Controversies drive Alzheimer’s disease research. Does the buildup in the brain of a protein fragment called beta-amyloid cause the illness, or is a protein known as tau the guilty molecule?
Does a gene somewhere on chromosome 12 play a role in the brain disorder? One simmering debate concerns the identity of enzymes, dubbed gamma-secretases, that perform the final cut on amyloid precursor protein (APP) to make beta-amyloid. Several new studies, reported in the June 8 Nature and July Nature Cell Biology, strengthen a theory that two molecules previously implicated in Alzheimer’s disease, called presenilins, are gamma-secretases.
“It’s no longer possibly true. It’s probably true,” contends Michael S. Wolfe of Harvard Medical School and Brigham and Women’s Hospital, both in Boston, an author of one of the studies.
Scientists skeptical that the presenilins are gamma-secretases remain unpersuaded by the new data but acknowledge the tide has turned. “All the data converge and put presenilins at the site of gamma-secretase activity,” admits Todd E. Golde of the Mayo Clinic in Jacksonville, Fla. “The only way we disprove the hypothesis is to find something else” that’s the APP-cutting enzyme.

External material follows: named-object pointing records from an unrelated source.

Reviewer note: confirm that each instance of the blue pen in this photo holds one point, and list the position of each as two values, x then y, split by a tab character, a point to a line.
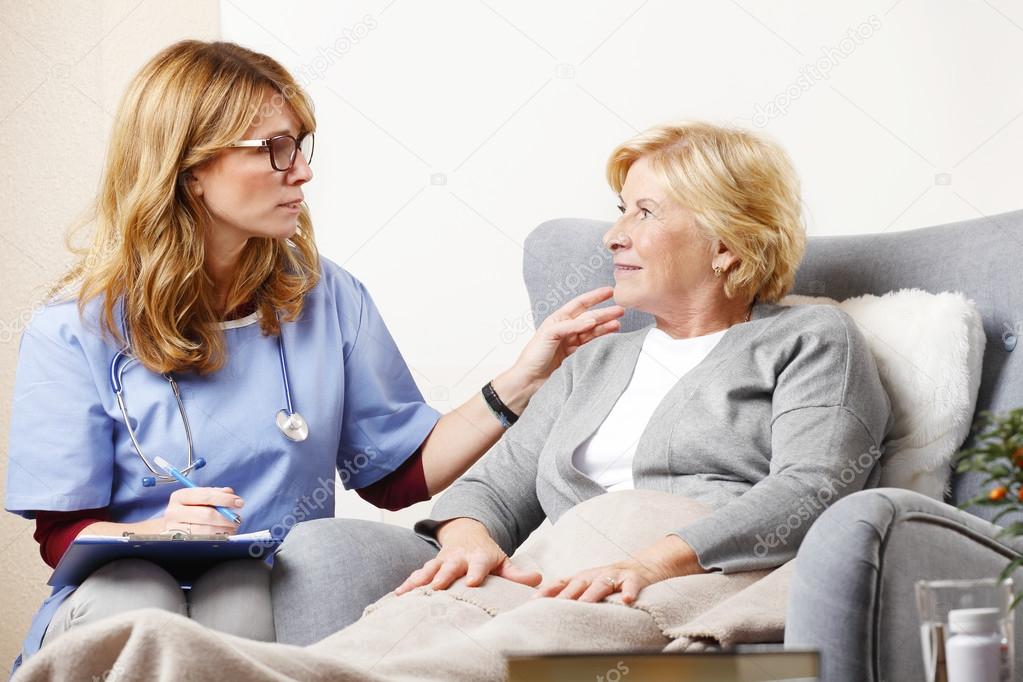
164	464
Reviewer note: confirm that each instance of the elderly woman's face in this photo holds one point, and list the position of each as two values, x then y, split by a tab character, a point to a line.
660	254
242	191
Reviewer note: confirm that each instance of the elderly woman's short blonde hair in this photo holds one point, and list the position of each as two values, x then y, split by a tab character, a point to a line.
742	189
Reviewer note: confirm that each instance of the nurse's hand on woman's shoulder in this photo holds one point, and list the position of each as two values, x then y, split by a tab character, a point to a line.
466	550
191	509
572	325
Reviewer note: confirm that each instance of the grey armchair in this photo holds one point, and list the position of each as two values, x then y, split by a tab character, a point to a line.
852	594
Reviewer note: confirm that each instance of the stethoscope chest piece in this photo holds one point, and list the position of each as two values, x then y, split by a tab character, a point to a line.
293	425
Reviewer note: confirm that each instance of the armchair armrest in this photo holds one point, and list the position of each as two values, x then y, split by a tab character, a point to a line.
852	592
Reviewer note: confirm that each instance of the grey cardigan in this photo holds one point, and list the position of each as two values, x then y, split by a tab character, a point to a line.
785	415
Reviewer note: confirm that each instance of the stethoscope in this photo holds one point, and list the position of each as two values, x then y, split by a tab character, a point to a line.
291	423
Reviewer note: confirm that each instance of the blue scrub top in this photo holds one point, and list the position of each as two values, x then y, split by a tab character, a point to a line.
70	449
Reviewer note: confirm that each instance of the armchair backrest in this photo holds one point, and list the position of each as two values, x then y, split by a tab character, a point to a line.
982	259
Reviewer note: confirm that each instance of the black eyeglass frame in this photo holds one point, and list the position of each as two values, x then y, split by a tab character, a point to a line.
267	144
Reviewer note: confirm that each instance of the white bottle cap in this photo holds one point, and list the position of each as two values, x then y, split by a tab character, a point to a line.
974	621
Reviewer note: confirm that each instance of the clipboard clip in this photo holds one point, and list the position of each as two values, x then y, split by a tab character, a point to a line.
172	535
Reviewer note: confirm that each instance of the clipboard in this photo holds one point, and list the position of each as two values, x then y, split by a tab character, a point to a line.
184	556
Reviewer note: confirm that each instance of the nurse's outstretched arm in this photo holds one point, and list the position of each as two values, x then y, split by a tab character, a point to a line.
461	436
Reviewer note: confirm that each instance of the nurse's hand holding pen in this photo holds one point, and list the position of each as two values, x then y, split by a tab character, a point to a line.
188	510
461	436
194	510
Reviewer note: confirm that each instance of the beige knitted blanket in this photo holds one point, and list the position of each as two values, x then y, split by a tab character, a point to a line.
461	633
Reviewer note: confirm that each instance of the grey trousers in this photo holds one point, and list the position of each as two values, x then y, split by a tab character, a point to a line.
327	571
231	597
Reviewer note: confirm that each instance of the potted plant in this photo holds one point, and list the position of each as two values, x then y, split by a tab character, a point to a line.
997	454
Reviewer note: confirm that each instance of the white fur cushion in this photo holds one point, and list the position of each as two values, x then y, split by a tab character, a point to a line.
929	349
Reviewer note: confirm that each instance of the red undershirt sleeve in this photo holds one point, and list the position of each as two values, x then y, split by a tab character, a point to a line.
402	488
56	530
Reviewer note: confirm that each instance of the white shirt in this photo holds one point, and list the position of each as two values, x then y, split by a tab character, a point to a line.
607	455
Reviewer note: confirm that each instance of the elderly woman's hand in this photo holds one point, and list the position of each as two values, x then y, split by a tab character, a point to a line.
668	557
572	325
466	549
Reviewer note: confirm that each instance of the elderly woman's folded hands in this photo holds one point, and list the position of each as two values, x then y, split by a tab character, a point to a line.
468	550
668	557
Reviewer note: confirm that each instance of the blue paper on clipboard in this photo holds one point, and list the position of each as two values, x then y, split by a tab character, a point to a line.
183	556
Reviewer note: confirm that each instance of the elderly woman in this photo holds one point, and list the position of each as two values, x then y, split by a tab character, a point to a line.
729	399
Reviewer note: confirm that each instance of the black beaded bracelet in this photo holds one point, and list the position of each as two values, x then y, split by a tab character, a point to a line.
497	406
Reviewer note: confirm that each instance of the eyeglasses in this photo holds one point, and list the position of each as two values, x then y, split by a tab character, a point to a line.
283	148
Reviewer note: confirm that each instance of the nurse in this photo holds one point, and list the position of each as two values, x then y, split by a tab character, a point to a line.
202	324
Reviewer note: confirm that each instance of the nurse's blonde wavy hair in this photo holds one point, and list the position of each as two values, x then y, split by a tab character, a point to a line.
742	189
147	248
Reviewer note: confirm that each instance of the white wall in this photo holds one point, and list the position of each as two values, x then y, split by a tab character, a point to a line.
448	130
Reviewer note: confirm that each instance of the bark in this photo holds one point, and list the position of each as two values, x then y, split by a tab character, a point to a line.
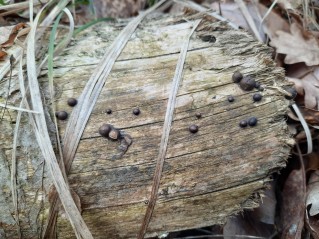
207	176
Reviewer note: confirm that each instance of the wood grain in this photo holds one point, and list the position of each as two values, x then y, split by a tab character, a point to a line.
207	176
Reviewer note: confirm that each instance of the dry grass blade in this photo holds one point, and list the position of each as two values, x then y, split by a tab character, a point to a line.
20	5
61	46
18	108
200	8
90	94
14	150
166	130
249	19
43	139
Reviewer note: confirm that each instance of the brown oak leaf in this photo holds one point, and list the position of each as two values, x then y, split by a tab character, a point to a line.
298	45
308	86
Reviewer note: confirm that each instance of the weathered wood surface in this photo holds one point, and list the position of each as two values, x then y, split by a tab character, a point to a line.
207	176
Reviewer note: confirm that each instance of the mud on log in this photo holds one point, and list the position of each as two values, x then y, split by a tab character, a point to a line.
207	176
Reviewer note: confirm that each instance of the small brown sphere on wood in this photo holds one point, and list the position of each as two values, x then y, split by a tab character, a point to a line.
72	102
237	76
108	111
257	97
243	123
114	134
105	129
193	128
293	93
136	111
198	115
230	98
247	83
252	121
61	115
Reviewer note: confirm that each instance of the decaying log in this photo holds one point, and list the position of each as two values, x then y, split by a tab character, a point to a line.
207	176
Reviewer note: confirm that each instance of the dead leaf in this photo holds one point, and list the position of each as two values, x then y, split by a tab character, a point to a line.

Both camps want to resolve this issue because inhibiting gamma-secretase may offer a way to stop beta-amyloid accumulation and thereby prevent or slow development of Alzheimer’s disease. In fact, Bristol-Myers Squibb has already begun testing the safety of one such inhibitor in healthy people.
The notion that the presenilins are APP-cutting enzymes has appeal because mutations in the two genes encoding them predispose people to early-onset Alzheimer’s disease (SN: 8/19/95, p. 118). Yet the presenilins, which crisscross a cell membrane multiple times, don’t look like most enzymes that carve up proteins. These so-called proteases are usually much smaller and don’t inhabit cell walls.
“If there continues to be some skepticism, that’s the root of it,” remarks Stephen J. Gardell of Merck Research Laboratories in West Point, Pa.
In two of the new studies, groups led by Gardell and Wolfe independently report that compounds that inhibit gamma-secretase activity appear to target the presenilins. In the Nature paper, for example, Gardell’s team describes identifying gamma-secretase inhibitors and adding light-activated chemical groups to them. By mixing these compounds with a solution having gamma-secretase activity and shining light on it, the researchers hoped to force the inhibitors to permanently latch onto their target molecules. The inhibitors ended up joined to a presenilin.
“The biochemical evidence is extremely compelling,” says Gardell. But not conclusive, say investigators who note that a large molecular complex, which includes presenilin, is involved in gamma-secretase activity. The inhibitors used by Wolfe’s and Gardell’s teams may thwart a gamma-secretase within the complex and bind to neighboring presenilins, they maintain.
“The other interpretation [of the new data] is that presenilin-1 is pretty close to the gamma-secretase,” says Sangram S. Sisodia of the University of Chicago. “I think identifying components of the complex is the next big challenge.” He suggests that presenilin merely activates another protein, the true gamma secretase, in the complex.
Golde agrees and notes that his group has identified an inhibitor of gamma-secretase activity that doesn’t seem to bind to the presenilins.
In any case, all the investigators stress that the testing of any gamma-secretase inhibitors on people should proceed cautiously since presenilins seem to play a role in processing other proteins, including one involved in blood-cell formation. Bristol-Myers Squibb says it expects to expand the testing of its gamma-secretase inhibitor to people with Alzheimer’s disease later this year.